オーストラリアの食習慣(H9.11.9更新)
出発前に手渡された行動予定表には、毎日どこどこでモーニングティーという記載があり、私は、日本人が喫茶店でモーニングセットをとるように、どこかへ行って朝食をとるのだろうと勝手に思っていました。ところが、前回に記述しましたようにしっかりと食べてからでかけます。
実際に向こうへ行ってから分かったことですが、どこへ行っても、10時か10時30分頃になると自家製のスコーン、クッキー、ビスケットやパウンドケーキなどでコーヒーや紅茶を摂るのです。バスで私たち一行が団体で移動している時にさえ、ミートパイショップへ立ち寄りモーニングティーを摂ったこともありました。差詰め日本で言うところの10時のおやつと言うことでしょうか。
その分、昼食は12時きっかりということはなく、おおむね13時前後と遅めでした。
さらに、日によってはモーニングティー同様のメニューでアフタヌーンティーもあったため、1日5食となり、いつも食べてばかりのような感じでした。
70歳以上の高齢者が、いつもこのような食生活をしていることの驚きとともに、彼らの健啖ぶりには畏敬の念さえおぼえました。いつも元気、食欲旺盛、行動力も豊かで、年齢を感じさせることはほとんどありませんでした。
私がオーストラリア滞在中に世話になった2家庭とも、調理は主に夫人がしますが、準備や後かたづけは主人がしていました。
彼らはいつもテーブルにクロスをかけ、食器やナイフ・フォークをセットするなど甲斐甲斐しく準備をしていました。後かたづけに至っては、食後ゆっくりしている夫人を後目に、キッチンへ食器やナイフ・フォークをいそいそと運び、なれた手つきで手際よく皿を洗うのでした。日頃からやりなれているのでしょうが、手早く洗い、水気を切り、食器をふきあげ、棚に片づける手際の良さはなかなかの手つきでした。
ただ、その洗い方は日本とは大違いでした。
何が違うかと言いますと、食べ終わった皿をお湯にさっとくぐらせ、洗剤で洗った後はほとんどすすがず、そのままティーマットで拭くのです。

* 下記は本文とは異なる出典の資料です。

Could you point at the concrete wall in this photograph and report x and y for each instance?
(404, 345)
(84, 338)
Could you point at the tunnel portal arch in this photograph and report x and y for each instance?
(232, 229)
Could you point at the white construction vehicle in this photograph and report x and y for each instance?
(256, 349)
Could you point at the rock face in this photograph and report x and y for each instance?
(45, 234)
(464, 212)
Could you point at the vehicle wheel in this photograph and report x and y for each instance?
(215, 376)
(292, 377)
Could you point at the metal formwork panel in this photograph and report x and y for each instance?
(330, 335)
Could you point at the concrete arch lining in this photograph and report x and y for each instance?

私自身も台所に立つことがありますが、食器を洗うときは充分すすいだ上で拭くことが当たり前と考えていましたので、オーストラリア流の皿洗いはとても理解が出来ませんでした。しかも、どうも私がステイした家庭だけではなく他の家庭でも同様のことが行われているようでした。
水を大切にすることの裏返しか、単なる生活習慣の違いかは確認しませんでしたが、少なくとも夫婦が家事を分担しながら助け合って生活をしている姿は、日本のリタイア後の世代の男性にとっても、高齢者夫婦はどうあるべきか参考にする価値があると感じた次第です。